En matrière de sécurité, vos voyageurs vous interrogent-ils le plus souvent :

  • Sur les protections dont ils disposent en voyage : 53 %
  • Sur leur contrat d'assistance : 41 %
  • Sur le protocole de crise mis en place dans l'entreprise : 6%
Alain Joyet : On constate ici aussi le poids du voyageur sur les besoins formulés auprès de l’acheteur voyages. Les risques en voyage, présents aujourd’hui dans l’esprit des voyageurs, sont devenus des sujets à part entière. Les questions sur cette thématique se font pressantes. Notons que la notion de crise fait son apparition en 2011. Les effets volcans et Japon sont autant de points qui doivent conduire à des protocoles de crises capables de rassurer le voyageur. Là aussi, la communication est essentielle à la perception des efforts engagés par l’entreprise.

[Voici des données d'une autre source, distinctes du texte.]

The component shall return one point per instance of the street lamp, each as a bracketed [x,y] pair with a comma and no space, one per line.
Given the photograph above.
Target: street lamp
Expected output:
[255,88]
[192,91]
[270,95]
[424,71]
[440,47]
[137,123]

Parmi ces compagnies, laquelle a la préférence de vos voyageurs :

(Réponses multiples possibles)

• Air France : 59 %
• Lufthansa: 32 %
• British Airways: 31 %
• Singapore Airlines : 16 %
• Easyjet : 15 %
• Ryanair : 6%
• Autres : 32 %

Alain Joyet : On retrouve ici les chiffres traditionnels du transport aérien pour les voyageurs d’affaires. La compagnie privée « nationale » (celle qui opère sur son territoire) fait le plein car elle offre des vols directs en règle générale très appréciés par ceux qui se déplacent. Il est surprenant de retrouver EasyJet à un tel niveau de satisfaction alors que sur le même créneau de la low cost, Ryanair ne fait absolument pas le plein. On remarquera que British comme Lufthansa, qui sont de vraies alternatives au départ de la province, tirent fièrement leur épingle du jeu. Ce qui est intéressant à souligner, c’est que poids des miles, pour Air France et les autres membres d’alliances, doit jouer un rôle assez décisif dans le choix d’une compagnie aérienne. Il suffit de voir la part des alliances dans le classement exprimé pour le comprendre. Enfin, en glissant une compagnie réputée comme Singapore Airlines, on se rend compte que le poids du réseau joue à fond. Pour cette ville/pays, hub de l’Asie, le poids de la qualité devient un vrai critère de choix.

Globalement, en regardant les premières semaines de 2012, vous êtes :

  • Pessimiste par rapport à 2011 : 49 %
  • Dans le même état d'esprit qu'en 2011 : 38 %
  • Plus optimiste qu'en 2011 : 13 %
Alain Joyet : Voilà la confirmation du poids de la crise sur le moral des entreprises. Pour autant, on peut s’étonner du relatif bon état d’esprit des acheteurs. 38 % se disent dans le même état d’esprit qu’en 2011 qui, globalement, n’aura pas été une année catastrophique pour le voyage d’affaires. Il est également difficile de faire la part des choses entre le poids de l’économie et la période électorale qui s’annonce. Avec les législatives qui vont suivre les présidentielles, on risque d’assister à un long tunnel d’attentisme, ce qui n’est pas bon pour les affaires. Enfin, la hausse du chômage, la crise de l’euro, les incertitudes à long terme sur l’économie chinoise font réfléchir les dirigeants persuadés qu’il a mieux à faire que voyager.